How To Speed Up the Search for Cures Through a Change in Probability Theory
Health Care
Aaron Brown | 2.3.2026 11:15 AM
Marty Makary was appointed commissioner of the Food and Drug Administration (FDA) in 2025. The prominent surgeon, medical researcher, bestselling author, and critic of the medical establishment—including the FDA and the Centers for Disease Control and Prevention—has made the incendiary claim that medical errors are the third-leading cause of death in the United States, roughly equal to the next four causes combined: smoking-related lung disease, suicide, firearms, and automobile accidents.
In January 2026, the FDA issued a draft for public comment advocating more use of Bayesian statistics in drug approvals and other FDA actions. "Bayesian methodologies help address two of the biggest problems of drug development: high costs and long timelines," Makary wrote. "Providing clarity around modern statistical methods will help sponsors bring more cures and meaningful treatments to patients faster and more affordably." The proposal also claims a Bayesian approach would result in more accurate and nuanced advice for patient subgroups.
This move would be roughly analogous to regulators moving away from rigid rules specifically defining mandated and forbidden behavior and toward trying to achieve the same regulatory goals with sometimes market-based tools to help nudge people's behavior, such as auctions, subsidies, and taxes.
Rather than central planners making one-size-fits-all choices for people they never met, don't understand, and wouldn't like if they did meet, that approach allows individuals to choose for themselves in individualized reaction to the carrots and sticks wielded by planners. It's a kinder, gentler central planning.

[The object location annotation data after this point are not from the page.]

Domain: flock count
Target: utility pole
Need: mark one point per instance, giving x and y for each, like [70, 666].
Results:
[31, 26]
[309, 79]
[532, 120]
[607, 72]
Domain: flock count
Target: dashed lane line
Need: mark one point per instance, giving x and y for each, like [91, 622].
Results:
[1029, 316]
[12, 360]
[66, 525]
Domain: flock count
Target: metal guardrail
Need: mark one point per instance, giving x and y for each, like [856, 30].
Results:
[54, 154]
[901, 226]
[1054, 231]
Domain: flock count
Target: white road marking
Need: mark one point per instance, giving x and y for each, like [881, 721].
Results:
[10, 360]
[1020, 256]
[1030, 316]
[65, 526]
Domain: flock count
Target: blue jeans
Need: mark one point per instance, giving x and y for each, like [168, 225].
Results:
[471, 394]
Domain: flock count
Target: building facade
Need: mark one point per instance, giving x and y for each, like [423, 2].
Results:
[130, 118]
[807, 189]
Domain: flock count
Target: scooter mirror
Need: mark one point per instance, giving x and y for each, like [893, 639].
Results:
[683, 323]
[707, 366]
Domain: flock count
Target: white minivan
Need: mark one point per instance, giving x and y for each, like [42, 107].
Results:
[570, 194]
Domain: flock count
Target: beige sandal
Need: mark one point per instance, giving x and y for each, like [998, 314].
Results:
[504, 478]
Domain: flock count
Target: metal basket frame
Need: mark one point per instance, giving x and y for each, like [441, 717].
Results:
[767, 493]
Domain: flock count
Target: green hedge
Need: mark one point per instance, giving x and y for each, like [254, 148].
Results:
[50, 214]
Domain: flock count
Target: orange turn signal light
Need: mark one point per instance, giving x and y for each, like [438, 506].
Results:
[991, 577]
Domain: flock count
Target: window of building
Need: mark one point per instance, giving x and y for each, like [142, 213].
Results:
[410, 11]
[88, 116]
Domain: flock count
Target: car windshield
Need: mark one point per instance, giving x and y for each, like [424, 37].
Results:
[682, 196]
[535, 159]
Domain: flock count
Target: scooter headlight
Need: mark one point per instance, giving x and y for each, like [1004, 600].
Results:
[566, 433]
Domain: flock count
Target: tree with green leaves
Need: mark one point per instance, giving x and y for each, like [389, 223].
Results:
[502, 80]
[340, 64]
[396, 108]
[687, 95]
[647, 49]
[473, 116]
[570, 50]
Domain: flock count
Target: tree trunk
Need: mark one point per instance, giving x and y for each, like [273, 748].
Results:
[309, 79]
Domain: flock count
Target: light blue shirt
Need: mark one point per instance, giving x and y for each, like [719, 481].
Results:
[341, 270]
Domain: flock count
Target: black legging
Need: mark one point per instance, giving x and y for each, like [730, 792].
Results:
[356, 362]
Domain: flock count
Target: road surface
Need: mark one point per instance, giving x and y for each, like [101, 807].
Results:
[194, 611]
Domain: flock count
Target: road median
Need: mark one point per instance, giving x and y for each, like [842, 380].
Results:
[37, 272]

The public health/medical complex is a battleship, and it takes more than one commissioner waving a draft proposal to change its direction. Makary's proposal is incremental, not revolutionary. While the FDA's DNA is what statisticians call "frequentist," Bayesian methods have been sneaking in through the back door for decades. The Makary proposal is to open the front door for them, but to watch them carefully so they don't steal the frequentist silver. Only Bayesian tools are permitted entry, not Bayesian theory.
A key theoretical divide runs between Bayesians and frequentists. Frequentists define probability as the long-run frequency of repeated independent trials. There are some severe philosophical issues with that, but it does seem to make some sense for events such as coin flips, dice rolls, and roulette spins. It's harder to apply that method to things that happen once, like the probability of rain tomorrow or of the Seattle Mariners winning the 2026 World Series.
Bayesians define probability as subjective belief—loosely speaking, the value you would place on a bet. For example, according to recent odds posted at FanDuel, a claim that pays $100 if the Mariners win the World Series is worth $5.78 today, and FanDuel will sell you one for $7.14 (the difference is FanDuel's expected profit). Now that's a betting line offered by a commercial venture, not any individual's subjective belief, but it suggests a reasonable Bayesian estimate of the probability of the Mariners winning is 5.78 percent if you have no strong knowledge on the subject to outguess the bookies.